From the capital, you can see the imposing Mount Ararat. But unfortunately, it is located in Turkey. For Armenians, the borders have become narrower over history, as they used to live scattered all over Asia Minor - and saw Mount Ararat as their mountain. Armenia is a small country that now appears to be surrounded by its neighbors. Unfortunately, it is not a good neighborhood. On one side, there is Turkey, which, regrettably, did not have a good relationship with the Armenians in its history (the occasional genocide - it is worth reading about it! We can only learn from this history). On the other side, there is Azerbaijan, which has a good cultural and economic relationship with the Turks and - oh wonder - is at war with the Armenians. Why? It depends on which side you ask. It's about a territory, beautifully located in the mountains, which officially belongs to Azerbaijan, but is mostly inhabited and still inhabited by Armenians. The Armenian military has occupied this territory, and for several decades there has been a state of intermittent shooting and silence. What makes us so sad: This conflict seems almost unsolvable. It has developed because in the Caucasus, where so many groups live and have lived mixed up, borders seem out of place. And yet they were drawn: by committees and politicians somewhere in Berlin or Moscow, by colonial powers, and by rulers. They are not the people's own borders, but those of the border-determiners.

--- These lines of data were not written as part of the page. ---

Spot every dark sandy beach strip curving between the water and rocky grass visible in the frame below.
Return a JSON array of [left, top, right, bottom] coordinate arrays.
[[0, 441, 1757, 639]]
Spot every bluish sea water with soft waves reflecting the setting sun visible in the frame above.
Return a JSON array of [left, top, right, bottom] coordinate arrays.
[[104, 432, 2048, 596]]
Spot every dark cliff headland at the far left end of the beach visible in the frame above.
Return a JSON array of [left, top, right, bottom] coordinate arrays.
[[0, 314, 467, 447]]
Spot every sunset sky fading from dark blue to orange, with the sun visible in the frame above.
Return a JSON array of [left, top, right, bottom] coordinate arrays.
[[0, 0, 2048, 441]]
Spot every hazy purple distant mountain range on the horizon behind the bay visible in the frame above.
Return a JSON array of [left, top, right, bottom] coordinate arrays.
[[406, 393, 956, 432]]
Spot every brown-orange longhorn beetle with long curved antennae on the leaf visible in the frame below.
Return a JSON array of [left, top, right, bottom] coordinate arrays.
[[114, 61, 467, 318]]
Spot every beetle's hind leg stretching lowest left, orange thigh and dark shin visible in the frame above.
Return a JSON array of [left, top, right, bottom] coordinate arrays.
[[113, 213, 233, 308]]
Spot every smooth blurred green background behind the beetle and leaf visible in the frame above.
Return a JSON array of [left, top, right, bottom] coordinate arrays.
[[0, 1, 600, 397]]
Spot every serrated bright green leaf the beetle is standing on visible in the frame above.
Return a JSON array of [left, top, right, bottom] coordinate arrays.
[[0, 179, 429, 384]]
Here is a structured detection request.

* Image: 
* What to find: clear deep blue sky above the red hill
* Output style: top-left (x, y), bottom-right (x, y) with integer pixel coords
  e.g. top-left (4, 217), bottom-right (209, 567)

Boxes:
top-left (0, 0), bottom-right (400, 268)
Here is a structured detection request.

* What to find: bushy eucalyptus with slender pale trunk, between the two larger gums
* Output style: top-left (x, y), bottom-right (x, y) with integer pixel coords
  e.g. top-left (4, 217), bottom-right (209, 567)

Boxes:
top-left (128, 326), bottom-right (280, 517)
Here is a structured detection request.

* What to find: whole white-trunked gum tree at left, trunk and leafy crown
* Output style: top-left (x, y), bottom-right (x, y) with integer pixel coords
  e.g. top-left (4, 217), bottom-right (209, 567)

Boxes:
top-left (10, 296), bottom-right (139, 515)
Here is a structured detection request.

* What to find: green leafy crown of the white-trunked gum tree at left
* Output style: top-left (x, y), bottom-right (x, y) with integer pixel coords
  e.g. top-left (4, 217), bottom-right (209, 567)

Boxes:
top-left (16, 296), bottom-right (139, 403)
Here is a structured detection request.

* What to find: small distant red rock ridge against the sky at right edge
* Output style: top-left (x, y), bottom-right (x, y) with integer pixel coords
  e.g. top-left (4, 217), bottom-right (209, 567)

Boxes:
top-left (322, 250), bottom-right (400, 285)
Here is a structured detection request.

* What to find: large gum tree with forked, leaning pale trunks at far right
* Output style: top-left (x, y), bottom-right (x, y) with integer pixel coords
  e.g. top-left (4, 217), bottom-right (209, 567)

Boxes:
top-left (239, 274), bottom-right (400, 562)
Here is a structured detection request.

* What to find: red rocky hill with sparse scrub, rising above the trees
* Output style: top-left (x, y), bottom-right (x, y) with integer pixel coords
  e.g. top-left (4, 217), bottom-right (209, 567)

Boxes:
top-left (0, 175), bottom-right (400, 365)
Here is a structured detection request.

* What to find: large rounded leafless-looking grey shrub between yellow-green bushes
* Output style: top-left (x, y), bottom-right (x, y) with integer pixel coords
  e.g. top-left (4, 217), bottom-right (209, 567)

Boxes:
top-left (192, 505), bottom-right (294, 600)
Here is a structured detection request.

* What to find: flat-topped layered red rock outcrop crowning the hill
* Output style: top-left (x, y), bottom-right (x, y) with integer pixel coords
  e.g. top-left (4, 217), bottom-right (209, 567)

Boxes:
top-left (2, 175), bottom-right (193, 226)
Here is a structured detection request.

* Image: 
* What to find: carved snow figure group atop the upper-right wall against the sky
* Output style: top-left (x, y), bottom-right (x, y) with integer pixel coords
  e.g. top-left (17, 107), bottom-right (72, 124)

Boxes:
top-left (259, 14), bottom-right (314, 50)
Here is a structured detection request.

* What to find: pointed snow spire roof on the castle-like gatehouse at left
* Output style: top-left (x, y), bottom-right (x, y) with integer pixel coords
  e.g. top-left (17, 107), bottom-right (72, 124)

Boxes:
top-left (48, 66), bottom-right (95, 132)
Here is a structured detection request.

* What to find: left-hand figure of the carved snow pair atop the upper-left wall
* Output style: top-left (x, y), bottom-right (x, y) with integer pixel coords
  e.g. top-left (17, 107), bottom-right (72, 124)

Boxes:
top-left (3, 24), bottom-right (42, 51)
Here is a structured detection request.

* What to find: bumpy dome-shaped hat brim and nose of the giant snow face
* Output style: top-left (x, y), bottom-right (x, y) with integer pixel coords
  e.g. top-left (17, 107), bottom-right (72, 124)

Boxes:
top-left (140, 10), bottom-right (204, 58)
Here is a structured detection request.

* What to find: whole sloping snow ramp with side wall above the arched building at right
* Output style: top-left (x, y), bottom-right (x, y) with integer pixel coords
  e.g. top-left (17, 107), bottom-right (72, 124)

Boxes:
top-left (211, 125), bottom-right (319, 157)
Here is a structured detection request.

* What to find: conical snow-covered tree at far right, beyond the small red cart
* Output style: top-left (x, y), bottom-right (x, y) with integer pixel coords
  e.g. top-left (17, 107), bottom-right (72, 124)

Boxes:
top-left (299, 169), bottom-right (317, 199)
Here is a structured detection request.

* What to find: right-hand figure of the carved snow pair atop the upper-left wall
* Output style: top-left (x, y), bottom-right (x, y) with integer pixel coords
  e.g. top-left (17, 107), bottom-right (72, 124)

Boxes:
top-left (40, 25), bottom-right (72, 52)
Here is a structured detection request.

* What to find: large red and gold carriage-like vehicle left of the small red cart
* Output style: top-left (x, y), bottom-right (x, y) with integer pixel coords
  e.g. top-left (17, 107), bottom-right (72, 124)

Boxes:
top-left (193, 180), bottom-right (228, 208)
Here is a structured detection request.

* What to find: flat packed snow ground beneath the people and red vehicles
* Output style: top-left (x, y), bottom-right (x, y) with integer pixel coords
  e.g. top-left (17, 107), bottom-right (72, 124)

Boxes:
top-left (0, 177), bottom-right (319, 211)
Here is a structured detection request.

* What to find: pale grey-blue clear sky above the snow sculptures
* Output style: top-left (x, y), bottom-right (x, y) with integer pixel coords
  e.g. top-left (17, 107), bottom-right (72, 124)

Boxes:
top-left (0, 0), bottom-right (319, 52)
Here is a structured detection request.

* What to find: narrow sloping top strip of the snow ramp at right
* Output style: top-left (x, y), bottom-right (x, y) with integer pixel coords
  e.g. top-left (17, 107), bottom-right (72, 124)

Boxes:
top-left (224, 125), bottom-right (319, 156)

This has fatal effects on the people living there. Armenia is a poor country, among other things, because a large part of the state budget is spent on constant armament. This leaves less for roads and schools, hospitals and universities. And it has disastrous consequences for people's thinking: They must have an enemy, and the enemy is - clearly - on the other side of the border. Here in Armenia, people curse the mean Azerbaijanis, and in Azerbaijan, we could hardly talk about Armenia because we feared emotional outbursts (at the border, our passports were leafed through several times to check if we already had an Armenian stamp in them). Fences and walls do something to people - and it is not for the better.
We want to respect the borders of others. We want to ask about them and understand them.
But we also want to feel our own boundaries and allow ourselves to draw a boundary even in a foreign environment.
The important thing is actually to find out what our own boundaries are. Not those of any powers or cultures. Where do we draw the line between good and evil, between mine and yours, between normal and not normal?
And that's what we're learning right now.